Modeling and analysis of propagating guided wave modes in a laminated composite plate subject to transient surface excitations

A simplified 2D semi-analytical model based on a global matrix method is developed to investigate the dispersion characteristics of propagating guided wave (GW) modes in multilayered composite laminates due to transient surface excitations. A relatively thin symmetric eight layered cross-ply composite laminate subjected to both narrowband and broadband surface excitations is considered. The displacements and stresses in individual laminae are 'exactly' represented in the frequency-wavenumber domain in terms of four unknown constants in each layer, which are then solved by applying the interface continuity conditions and the stress conditions on the free surfaces. Spatial and time domain solutions are obtained after evaluating the wavenumber integral followed by frequency inversion using the fast Fourier transform.

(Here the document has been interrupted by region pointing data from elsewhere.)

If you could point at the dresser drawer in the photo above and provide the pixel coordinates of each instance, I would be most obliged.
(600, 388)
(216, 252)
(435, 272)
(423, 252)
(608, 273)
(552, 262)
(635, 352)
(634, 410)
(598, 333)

It is shown that the wavenumber integral technique can be exploited to obtain the far-field time domain solution for a specific propagating mode in order to study its influence on the response signal. The far-field time histories of the out-of-plane displacements due to vertical surface excitations are calculated and compared with those obtained from finite element modeling using LS-DYNA, showing good agreement between the results. It is demonstrated that the theoretical model allows for separation and identification of individual propagating modes even for broadband excitations, where the effect of dispersion results in a strong shape distortion. However, the contribution of the A0 mode is found to dominate the out-of-plane motion due to vertical surface excitation for all cases considered.